If Paul Kelly’s songs played in his beloved AFL, they would be the kind known as utility players: able to mix it up in any position on the field. Adaptable and eclectic. Malleable under pressure. His most recent album was a collaboration with pianist and composer Paul Grabowsky, and the pair pluck 11 such players from Kelly’s catalogue and wash them in blue light, strip them down, hand them a whiskey neat, and dress them in drinking jackets and bow ties. Sinatra was a touchpoint, and his ghost is certainly present in these airy recordings, with the pacing of Kelly’s vocals, the creak of the piano stool, and Grabowsky’s intimate arrangements. You Broke A Beautiful Thing was recorded during the album sessions but held back as a standalone single. First recorded by Renee Geyer in 1998, and buried on the second disc of Kelly’s 2004 album Ways and Means, this version should go down as the definitive take of a song draped in sorrow, expressed with a parental disappointment that stings harder than mere anger.

For more: Please Leave Your Light On contains 11 Kelly classics and a Cole Porter cover, all in this light jazzy style.

Bugs – Old Youth Feeling

For fans of: Klinger, Jebediah, the Fergusons

Old Youth Feeling is a rollercoaster. Starting at a breakneck pace and never slowing, this gleeful blast of powerpop sounds like it came out of Perth during the 90s, with water-tight hooks bouncing into each other, guitars that threaten to fall off the tracks, and the effortless in-the-pocket playing of a rock band who have shared more than a few hundred hungover hours practicing in dark rehearsal rooms. Lyrically, this song is not at all a celebration (despite the uptempo joy emanating from every note), detailing as it does a mid-life crisis in all its ugly infamy: bailing on the wife and children, cursing missed opportunities, dating sites, sex tourism, pills, aches, faltering knees and receding hair. Luckily, it’s hard to contemplate the slow march to death as you’re pogo dancing.

For more: Listen to previous single Can’t Get Enough.

Luca Brasi – Everytime You’re Here (I’m Gone)

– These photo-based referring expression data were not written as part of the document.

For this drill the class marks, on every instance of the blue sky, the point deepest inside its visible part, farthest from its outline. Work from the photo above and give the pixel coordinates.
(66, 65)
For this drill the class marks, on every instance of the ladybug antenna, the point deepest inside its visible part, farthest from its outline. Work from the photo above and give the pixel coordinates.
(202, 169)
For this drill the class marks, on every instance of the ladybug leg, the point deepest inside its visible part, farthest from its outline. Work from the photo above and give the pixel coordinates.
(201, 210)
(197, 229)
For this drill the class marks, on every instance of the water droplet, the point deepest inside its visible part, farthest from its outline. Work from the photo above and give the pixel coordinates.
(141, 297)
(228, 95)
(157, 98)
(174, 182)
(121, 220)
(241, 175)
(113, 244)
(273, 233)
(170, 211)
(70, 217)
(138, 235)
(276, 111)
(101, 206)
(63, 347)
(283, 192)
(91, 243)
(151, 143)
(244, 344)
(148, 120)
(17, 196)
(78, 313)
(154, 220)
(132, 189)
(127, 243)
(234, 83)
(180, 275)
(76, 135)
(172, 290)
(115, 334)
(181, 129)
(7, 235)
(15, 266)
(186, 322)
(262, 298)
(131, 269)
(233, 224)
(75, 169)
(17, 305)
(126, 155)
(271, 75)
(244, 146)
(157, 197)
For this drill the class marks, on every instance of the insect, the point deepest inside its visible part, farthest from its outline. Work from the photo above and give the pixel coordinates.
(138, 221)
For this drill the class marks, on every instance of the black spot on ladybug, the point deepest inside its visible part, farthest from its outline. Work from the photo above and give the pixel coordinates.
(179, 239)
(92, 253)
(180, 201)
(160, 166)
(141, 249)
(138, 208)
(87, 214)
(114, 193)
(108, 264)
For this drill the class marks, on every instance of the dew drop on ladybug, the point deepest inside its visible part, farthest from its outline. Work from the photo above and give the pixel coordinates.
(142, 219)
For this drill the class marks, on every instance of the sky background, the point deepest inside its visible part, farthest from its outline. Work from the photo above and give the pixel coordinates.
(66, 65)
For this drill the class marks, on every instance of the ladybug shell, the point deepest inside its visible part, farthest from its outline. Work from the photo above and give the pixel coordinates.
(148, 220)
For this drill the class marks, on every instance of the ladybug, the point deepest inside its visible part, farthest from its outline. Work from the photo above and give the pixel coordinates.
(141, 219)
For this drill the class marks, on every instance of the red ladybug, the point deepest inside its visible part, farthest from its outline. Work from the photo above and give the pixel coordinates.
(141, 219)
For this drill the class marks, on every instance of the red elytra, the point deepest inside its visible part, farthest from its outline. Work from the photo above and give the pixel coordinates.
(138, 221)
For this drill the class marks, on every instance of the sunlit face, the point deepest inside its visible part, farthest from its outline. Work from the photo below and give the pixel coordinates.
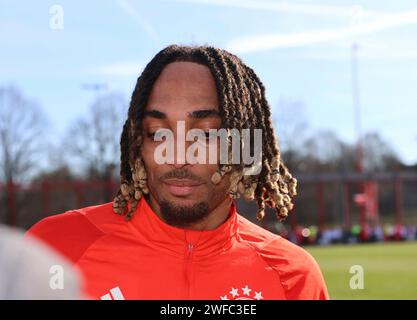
(184, 91)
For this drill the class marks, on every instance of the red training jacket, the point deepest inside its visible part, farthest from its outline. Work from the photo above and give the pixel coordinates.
(145, 258)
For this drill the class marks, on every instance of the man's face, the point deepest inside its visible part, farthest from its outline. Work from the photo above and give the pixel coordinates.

For fans of: Kisschasey, the Get Up Kids, Tuesday

If ever there was an Australian band who were angling for a spot on the Tony Hawk Pro Skater soundtrack (with an option for inclusion in Seth Cohen’s Starter Pack), it’s Tasmania’s Luca Brasi. Over four solid albums of power punk, and countless hours on the road, Luca Brasi have built an enviable fanbase and tightened their skills to the point where they are unmissable live. On record, they translate all that energy without skimping on the production sheen – a tricky balance to get right but necessary in this genre. Everytime You’re Here (I’m Gone) is the fourth single from their upcoming fifth album, and perhaps their best yet. If you think pop punk is a genre best left in the bottom of your closet with your Vans, give this a listen. Then, get an eyebrow ring. You’ve earned it.

For more: Everything Is Tenuous is out in February.

Kymie and Kwame – Name

For fans of: the Weeknd, Drake, Jhené Aiko

Two of Australia’s most exciting young artists team up on a claustrophobic, machine-warped single, a song for the club that actually sounds like it has been locked out of said club and is now holding a glass up to the wall and listening in: distorted, distant beats, washes of synth, and a dreamy feel, as Kymie and Kwame’s top-shelf vocals dance across the track. Kwame handles production on this song, as he does on her entire EP, and it’s clear he has been studying the sonic playbook of Drake’s right-hand-man Noah “40” Shebib. Kymie explains the song is about “about the journey of two lovers who are conflicted by love and lust”. It’s a triumph of a track.

For more: Kymie’s EP Indecision, produced by Kwame, is out now.